Die Harpyie – Teil 2

Uli Michael Hennig

von Uli Michael Hennig

Story

In mir stieg ein schrecklicher Verdacht auf, als ich dieses Szenario beobachtete. Sollten diese jungen Frauen etwa dem Vogel geopfert werden? Der Greifvogel, dessen obere Hälfte noch komplett im Schatten lag, sodass man nur die enorm großen Klauen sah, fing nun an, sich zu regen. Er flatterte ein paar Mal mit den Flügeln und bewegte den Kopf hin und her, was ich nur an dem flackernden Augenpaar erkannte, welches den Feuerschein der Fackeln widerspiegelte. Dann beendete der Schamane seine Litanei mit einem lauten Ausruf, der so unerwartet kam, dass er mich kurz zusammenzucken ließ. Nun trat er zurück, wobei er die wimmernde Frau, deren verzweifelte Rufe sich weiter steigerten, mit sich zog. Die Vogelgestalt regte sich, lehnte sich nach vorne und setzte zum Sturzflug auf die beiden jungen Frauen an. Was ich nun zu Gesicht bekam, ließ mich fast meinen Verstand verlieren und meiner Kehle entrann unbedacht ein Ausruf, in dem Verwunderung und Angst resonierten.

Blitzschnell lenkte der Vogel seinen Fokus auf mich. Jetzt wurde ich durch sein dunkles Augenpaar mit unbändiger, wilder Mordlust angestarrt. Ich wagte nicht, mich zu bewegen. Diese Starre löste sich in Sekundenschnelle wieder auf, als der Vogel absprang und mit einer wahnsinnigen Geschwindigkeit auf mich zuraste. Immer noch benommen von dem soeben beobachteten Schrecken, taumelte ich instinktiv in die Hütte zurück.
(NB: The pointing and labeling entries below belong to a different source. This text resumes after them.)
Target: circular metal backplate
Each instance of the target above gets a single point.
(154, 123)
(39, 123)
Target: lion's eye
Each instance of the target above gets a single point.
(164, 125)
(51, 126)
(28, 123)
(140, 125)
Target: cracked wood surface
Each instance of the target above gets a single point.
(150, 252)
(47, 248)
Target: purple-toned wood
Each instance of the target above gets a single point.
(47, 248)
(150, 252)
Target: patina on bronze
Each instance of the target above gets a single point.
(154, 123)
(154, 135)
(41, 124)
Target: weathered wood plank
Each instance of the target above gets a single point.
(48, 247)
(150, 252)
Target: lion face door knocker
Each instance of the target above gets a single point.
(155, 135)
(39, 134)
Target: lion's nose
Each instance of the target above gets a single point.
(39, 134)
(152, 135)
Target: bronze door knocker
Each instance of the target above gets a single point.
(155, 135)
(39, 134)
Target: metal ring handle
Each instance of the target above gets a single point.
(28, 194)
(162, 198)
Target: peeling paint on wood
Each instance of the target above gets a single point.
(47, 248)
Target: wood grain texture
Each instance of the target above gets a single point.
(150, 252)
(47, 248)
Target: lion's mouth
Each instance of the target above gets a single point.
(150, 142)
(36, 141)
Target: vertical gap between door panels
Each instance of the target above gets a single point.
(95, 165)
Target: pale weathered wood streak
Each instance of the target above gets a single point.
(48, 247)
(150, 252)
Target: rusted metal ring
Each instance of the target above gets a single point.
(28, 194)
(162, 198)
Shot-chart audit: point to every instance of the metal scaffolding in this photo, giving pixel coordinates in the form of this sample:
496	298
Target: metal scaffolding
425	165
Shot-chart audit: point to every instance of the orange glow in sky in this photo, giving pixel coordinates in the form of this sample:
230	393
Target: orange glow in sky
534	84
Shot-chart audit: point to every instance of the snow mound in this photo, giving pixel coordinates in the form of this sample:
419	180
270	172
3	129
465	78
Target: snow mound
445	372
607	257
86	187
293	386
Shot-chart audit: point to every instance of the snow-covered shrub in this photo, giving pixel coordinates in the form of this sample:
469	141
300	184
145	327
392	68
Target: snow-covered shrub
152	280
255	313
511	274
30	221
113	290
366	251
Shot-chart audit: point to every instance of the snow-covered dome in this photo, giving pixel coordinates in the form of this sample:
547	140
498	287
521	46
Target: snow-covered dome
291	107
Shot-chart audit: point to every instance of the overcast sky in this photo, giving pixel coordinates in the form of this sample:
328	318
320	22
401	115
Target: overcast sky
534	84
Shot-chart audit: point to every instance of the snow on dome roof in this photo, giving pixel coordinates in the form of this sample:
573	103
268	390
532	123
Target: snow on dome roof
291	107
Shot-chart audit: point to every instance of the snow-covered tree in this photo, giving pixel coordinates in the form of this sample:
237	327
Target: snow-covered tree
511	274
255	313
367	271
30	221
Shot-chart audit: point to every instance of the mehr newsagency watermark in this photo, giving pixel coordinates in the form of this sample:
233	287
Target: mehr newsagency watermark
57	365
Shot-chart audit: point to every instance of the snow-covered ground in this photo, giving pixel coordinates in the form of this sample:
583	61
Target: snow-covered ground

Doch das half nur wenig. Die Türöffnung bestand nur aus einem Rahmen mit einem einfachen Vorhang aus geflochtenen Binsen. Das Tier landete vor der Hütte und riss mit einem lauten Schrei diesen Binsenvorhang entzwei. Panisch blickte ich mich nach einer Fluchtmöglichkeit um. Rechts von mir war ein Fenster. Lange dachte ich nicht nach, sondern ergriff die Gunst der Stunde und hechtete zu dem Fenster. Da es recht klein war, musste ich meine ganze Kraft aufbringen, um mich hindurch zu zwängen. Zu meinem Glück brach ein Teil des Fensterrahmens und so konnte ich ungehindert hinaus. Bei der Landung kam ich jedoch so auf, dass ich mir meinen rechten Fuß verstauchte. Ich fiel um und stand unter Schmerzen wieder auf und lief weiter. Hinter mir hörte ich Holz splittern und das Vogelwesen wieder und wieder laut schreien. Ich wagte nicht, zurückzublicken. Doch urplötzlich wurde das Geschrei leiser und endete schließlich in einem erstickten Gurgeln. Trotz all der Panik, die ich verspürte, musste ich mich einfach umdrehen. Was ich dann sah, ließ mich halb wahnsinnig in den Dschungel rennen. Der Vogel, welcher als Harpyie bekannt ist, hatte nichts mit diesem Wesen zu tun. Dieses Wesen war direkt den antiken Mythen entsprungen. Im Fenster, aufgeschlitzt von dem zerbrochenen Rahmen, hing blutend eine Frau mit einem bis auf den Kopf gefiederten Körper, Flügeln und mörderischen Reißzähnen. Das war die wahre Harpyie.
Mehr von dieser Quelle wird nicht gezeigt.